Displays simple credits and version information:
- Creator name
- GitHub open-source notice
- YouTube call to action
Press enter (left) to return to the main menu.
Visual Feedback and Schematics


Two onboard LEDs provide real-time status:
- Red LED ON: The system is in inference mode and ready to capture a photo.
- Green LED ON: A result was received and displayed successfully.
- Both OFF: Idle mode or main menu/learning screen.
If you want to replicate the hardware setup, refer to the schematics above. All buttons use INPUT_PULLUP logic and are active LOW.
And here is the materials list:
- 1 x Breadboard
- 1 x Arduino Nano
- 1 x ST7789 IPS display (8 pins)
- 1 x Red LED (5mm)
- 1 x Green LED (5mm)
- 2 x 220Ω resistors
- 3 x push buttons
- Male-to-male jumpers wires
Just assemble everything on a breadboard, connect the components according to the diagram, upload the sketch to Arduino, and you're good to go.
This user interface gives the AI project a full offline interactive experience.
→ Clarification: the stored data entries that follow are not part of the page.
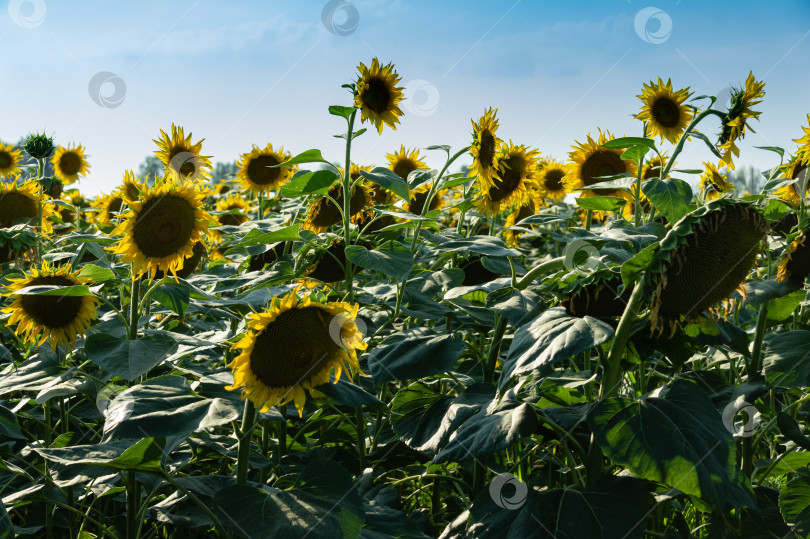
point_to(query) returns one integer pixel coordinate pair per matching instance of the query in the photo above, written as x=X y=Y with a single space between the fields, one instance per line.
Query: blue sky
x=244 y=73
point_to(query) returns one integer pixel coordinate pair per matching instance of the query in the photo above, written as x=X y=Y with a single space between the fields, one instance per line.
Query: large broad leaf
x=551 y=337
x=670 y=196
x=794 y=501
x=787 y=359
x=324 y=504
x=414 y=354
x=391 y=258
x=128 y=358
x=424 y=419
x=484 y=434
x=678 y=440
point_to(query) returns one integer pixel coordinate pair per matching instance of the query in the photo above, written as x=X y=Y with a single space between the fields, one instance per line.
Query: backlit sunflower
x=295 y=347
x=161 y=228
x=712 y=183
x=378 y=95
x=590 y=160
x=512 y=181
x=258 y=171
x=664 y=111
x=181 y=157
x=485 y=146
x=549 y=177
x=323 y=213
x=69 y=163
x=404 y=162
x=734 y=123
x=21 y=202
x=10 y=160
x=58 y=318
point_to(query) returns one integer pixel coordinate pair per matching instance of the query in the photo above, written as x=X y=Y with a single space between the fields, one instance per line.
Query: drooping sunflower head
x=735 y=121
x=19 y=203
x=590 y=161
x=258 y=170
x=161 y=228
x=404 y=162
x=513 y=179
x=664 y=111
x=58 y=318
x=293 y=348
x=703 y=259
x=10 y=160
x=69 y=163
x=378 y=95
x=712 y=183
x=550 y=174
x=181 y=157
x=485 y=146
You can teach yourself Chinese characters or let the AI recognize them live, all with just a few clicks.
What I Learned
This was the first time I built an end-to-end AI project, from collecting data to building a real-world interface. And it was one of the most satisfying accomplishments I’ve ever done.
I learned:
- How to create a dataset from scratch
- How to train and evaluate a deep learning model locally
- How to connect AI with physical computing through Arduino
But beyond the technical skills, this project helped me reflect on what Artificial Intelligence is really for.
In a time when AI is rapidly changing the world by automating jobs and reshaping industries, we need to ask ourselves:
Who is this technology being built for? And most importantly, how do we make sure it benefits everyone?
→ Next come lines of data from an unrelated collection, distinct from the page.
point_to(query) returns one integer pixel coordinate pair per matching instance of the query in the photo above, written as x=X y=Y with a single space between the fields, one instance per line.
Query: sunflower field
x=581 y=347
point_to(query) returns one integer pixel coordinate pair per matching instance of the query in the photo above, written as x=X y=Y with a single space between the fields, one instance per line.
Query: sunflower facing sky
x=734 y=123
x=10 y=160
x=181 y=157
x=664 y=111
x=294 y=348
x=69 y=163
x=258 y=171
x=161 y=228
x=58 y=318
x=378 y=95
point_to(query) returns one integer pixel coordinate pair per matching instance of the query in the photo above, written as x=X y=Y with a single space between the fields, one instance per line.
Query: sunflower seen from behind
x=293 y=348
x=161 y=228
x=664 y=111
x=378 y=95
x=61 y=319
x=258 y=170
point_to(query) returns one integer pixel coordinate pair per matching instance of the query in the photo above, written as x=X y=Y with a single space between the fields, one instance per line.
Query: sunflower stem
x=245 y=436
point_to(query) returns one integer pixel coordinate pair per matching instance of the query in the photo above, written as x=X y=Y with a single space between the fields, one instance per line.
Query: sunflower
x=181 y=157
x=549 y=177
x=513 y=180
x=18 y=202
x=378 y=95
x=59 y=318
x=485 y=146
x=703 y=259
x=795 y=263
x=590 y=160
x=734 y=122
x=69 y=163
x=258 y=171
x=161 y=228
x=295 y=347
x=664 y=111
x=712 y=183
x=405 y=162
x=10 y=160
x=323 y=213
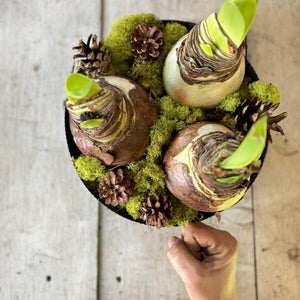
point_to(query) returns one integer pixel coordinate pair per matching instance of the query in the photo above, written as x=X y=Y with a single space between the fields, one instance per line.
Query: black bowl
x=75 y=152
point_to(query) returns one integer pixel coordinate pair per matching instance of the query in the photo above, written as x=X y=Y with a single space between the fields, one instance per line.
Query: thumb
x=183 y=261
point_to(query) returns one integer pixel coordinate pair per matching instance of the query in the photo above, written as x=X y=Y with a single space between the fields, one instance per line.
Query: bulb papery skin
x=189 y=162
x=126 y=113
x=207 y=82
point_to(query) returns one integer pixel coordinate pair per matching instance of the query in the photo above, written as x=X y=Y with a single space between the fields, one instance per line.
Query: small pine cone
x=147 y=43
x=116 y=188
x=94 y=59
x=249 y=111
x=156 y=211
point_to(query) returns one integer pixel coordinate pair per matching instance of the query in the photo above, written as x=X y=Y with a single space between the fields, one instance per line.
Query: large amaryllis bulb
x=113 y=125
x=193 y=167
x=208 y=63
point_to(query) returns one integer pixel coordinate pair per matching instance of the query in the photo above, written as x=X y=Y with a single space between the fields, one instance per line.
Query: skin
x=205 y=259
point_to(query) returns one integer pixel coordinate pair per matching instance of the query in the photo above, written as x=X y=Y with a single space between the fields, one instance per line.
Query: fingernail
x=172 y=240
Learning about Machine Learning and creating AI tools are only meaningful if we use that knowledge to make the world better. Because if we build a future where AI concentrates power and wealth in the hands of a few - while everyone else struggles - then what was all this progress for?
If we’re not careful, AI might create a world where power is concentrated and inequality gets worse. However, if we do it right, it can empower people and solve humanity's greatest challenges.
That’s why projects like this matter. They show that AI doesn’t have to be some mysterious force on the hands of big corporations. It can be a great tool in the hands of makers, students, and dreamers of a better world.